Gauzy, Back In Time, 2014

Gauzy, Back In Time, 2014

The movie is also fairly apolitical, despite spanning a period of great change in Chinese history (roughly 1999 to the present day). Although China went through a lot during that time, almost none of this is present in the film (except a reference to Beijing’s winning bid to be the site of the 2008 Olympics). Instead the film focuses on its youthful love story, which strips the narrative of most of its historical context and content. Compared to Taiwan’s similarly structured Girlfriend/Boyfriend (2012), which actively incorporated student political demonstrations into its story, Back In Time only briefly touches on events that occurred during its timeline. The rest of the film takes place in a historical vacuum, with the passage of time primarily reflected in the changing hairstyles and cell phones of the protagonists (with wigs worn with varying degrees of success, including Eddie Peng’s ill-fitting late-90s mop and Nini’s curiously changing hair lengths).

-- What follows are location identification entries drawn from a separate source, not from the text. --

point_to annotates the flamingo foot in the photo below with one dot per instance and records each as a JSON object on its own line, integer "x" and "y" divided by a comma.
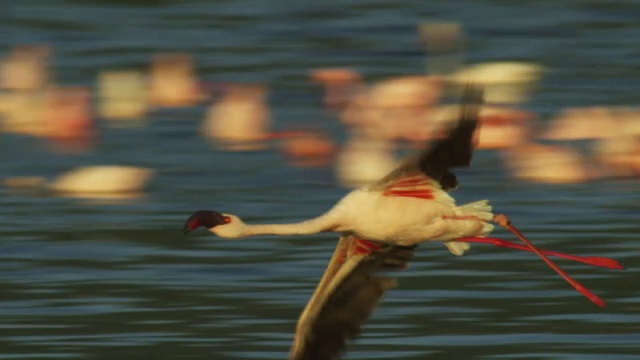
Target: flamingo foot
{"x": 504, "y": 221}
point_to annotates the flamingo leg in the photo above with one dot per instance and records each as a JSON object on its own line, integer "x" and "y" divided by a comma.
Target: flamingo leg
{"x": 589, "y": 260}
{"x": 503, "y": 221}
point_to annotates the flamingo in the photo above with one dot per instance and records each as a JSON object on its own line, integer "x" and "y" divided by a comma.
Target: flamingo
{"x": 380, "y": 226}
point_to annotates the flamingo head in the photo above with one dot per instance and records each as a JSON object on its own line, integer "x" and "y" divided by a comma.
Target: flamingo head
{"x": 224, "y": 225}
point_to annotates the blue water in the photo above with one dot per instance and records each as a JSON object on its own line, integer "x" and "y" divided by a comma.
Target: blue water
{"x": 95, "y": 280}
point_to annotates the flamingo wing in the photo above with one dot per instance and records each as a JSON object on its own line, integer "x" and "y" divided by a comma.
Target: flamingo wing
{"x": 346, "y": 296}
{"x": 454, "y": 151}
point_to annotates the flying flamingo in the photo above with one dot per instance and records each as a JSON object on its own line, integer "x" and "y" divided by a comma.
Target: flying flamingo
{"x": 380, "y": 227}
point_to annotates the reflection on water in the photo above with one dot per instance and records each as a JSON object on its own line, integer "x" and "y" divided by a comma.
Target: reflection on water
{"x": 97, "y": 278}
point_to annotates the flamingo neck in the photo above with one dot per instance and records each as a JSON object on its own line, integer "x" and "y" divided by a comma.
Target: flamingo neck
{"x": 323, "y": 223}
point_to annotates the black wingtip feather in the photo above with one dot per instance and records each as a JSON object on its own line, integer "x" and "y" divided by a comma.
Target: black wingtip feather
{"x": 457, "y": 149}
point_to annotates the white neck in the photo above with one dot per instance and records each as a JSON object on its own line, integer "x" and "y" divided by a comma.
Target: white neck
{"x": 323, "y": 223}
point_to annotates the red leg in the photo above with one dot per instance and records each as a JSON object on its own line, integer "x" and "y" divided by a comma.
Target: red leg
{"x": 589, "y": 260}
{"x": 503, "y": 221}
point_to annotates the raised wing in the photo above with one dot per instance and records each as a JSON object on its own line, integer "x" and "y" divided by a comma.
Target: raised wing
{"x": 454, "y": 151}
{"x": 346, "y": 296}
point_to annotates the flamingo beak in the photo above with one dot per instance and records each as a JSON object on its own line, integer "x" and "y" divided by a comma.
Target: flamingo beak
{"x": 192, "y": 223}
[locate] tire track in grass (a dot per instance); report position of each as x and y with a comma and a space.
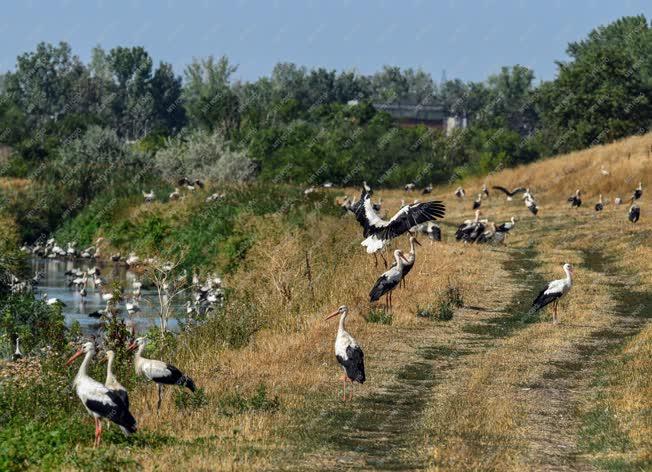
378, 431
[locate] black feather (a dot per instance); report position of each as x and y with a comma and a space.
381, 287
118, 412
544, 299
354, 365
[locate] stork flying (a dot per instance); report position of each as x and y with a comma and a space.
348, 353
553, 292
99, 400
509, 193
378, 231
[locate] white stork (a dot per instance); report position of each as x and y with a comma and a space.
378, 231
409, 259
477, 202
531, 205
510, 193
638, 192
600, 205
575, 200
158, 372
99, 400
634, 213
389, 280
348, 353
18, 354
553, 292
149, 197
111, 382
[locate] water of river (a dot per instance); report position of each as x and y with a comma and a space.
56, 284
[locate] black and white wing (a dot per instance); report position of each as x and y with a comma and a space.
508, 192
409, 216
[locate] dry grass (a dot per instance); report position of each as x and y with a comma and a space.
495, 408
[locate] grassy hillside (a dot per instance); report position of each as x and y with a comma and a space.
489, 389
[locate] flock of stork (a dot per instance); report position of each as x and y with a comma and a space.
110, 400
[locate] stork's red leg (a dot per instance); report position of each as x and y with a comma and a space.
97, 428
99, 433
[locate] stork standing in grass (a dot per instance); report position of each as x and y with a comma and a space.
389, 280
111, 382
510, 193
477, 202
575, 200
553, 292
348, 353
638, 192
99, 400
409, 259
600, 205
158, 372
634, 213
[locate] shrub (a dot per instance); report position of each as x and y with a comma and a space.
204, 155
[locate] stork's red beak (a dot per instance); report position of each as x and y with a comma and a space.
74, 356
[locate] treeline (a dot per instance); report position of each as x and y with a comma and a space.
120, 122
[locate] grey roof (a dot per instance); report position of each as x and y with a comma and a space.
412, 112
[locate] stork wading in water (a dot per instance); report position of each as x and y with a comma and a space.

Lead by the pretty leading pair played by Peng and Nini, the film’s cast is winning and earnest, though in the earlier parts of the movie some of the performers look way too old to be high school students. There are also a few confusing plot developments such as a hissy fit at an outdoor restaurant that escalates without explanation into a knock-down brawl, but none of them as contrived or annoying as those found in the Nicholas Tse/Gao Yuan Yuan romantic drama stinker, But Always. But Back In Time, though by no means racy, also deals fairly frankly with sexuality, a change from many similar melodramas of its ilk that’s worth a few points in my book. At times the overwrought emotionality of the movie just barely avoids self-parody and isn’t helped by the swelling violins and tinkly piano on the soundtrack. But it’s a watchable timepass, especially if you’re in the mood for a deeply emo cinematic experience.

Friends, Back In Time, 2014

Besties, Back In Time, 2014

With Back In Time, distributor China Lion continues to hit its stride. Unlike the typical Asian genre fare of gangster, martial arts, and wuxia films usually distributed in the U.S. and aimed at Western sensibilities, CL’s most recent releases aim straight for the Chinese expat community. Its last five titles released in 2014—Back In Time, Women Who Flirt, Love On A Cloud, Breakup Buddies, and But Always—are romantic dramas or comedies and feature performers popular in China but mostly unknown in the U.S. even among Asian film aficionados, with the exception of Nicholas Tse and possibly Zhou Xun. These movies also differ from the output of international arthouse favorites like Zhang Yimou or Chen Kaige and are solidly middlebrow and commercial, created to entertain and not to startle, and have found an audience in the U.S. Deadline.com notes, “China Lion has had success with romantic dramas imported from Chinese-speaking regions in the past. They handled Beijing Love Story ($428K cume) in February and other past titles include Love ($309K cume) and Love In The Buff ($256K cume).”

Back In Time (as well as the CL releases that immediately preceded and follow it, Pang Ho-Cheung’s Women Who Flirt and the Angelababy vehicle Love On A Cloud) demonstrates that China Lion has figured out a winning formula that works for its Chinese expat niche audience. Though many of these films may not be appealing to the typical Asian-film fanboy in the U.S., to Chinese audiences away from home they’re just like listening to the latest Jacky Cheung CD—they’re a soothingly familiar entertainment experience.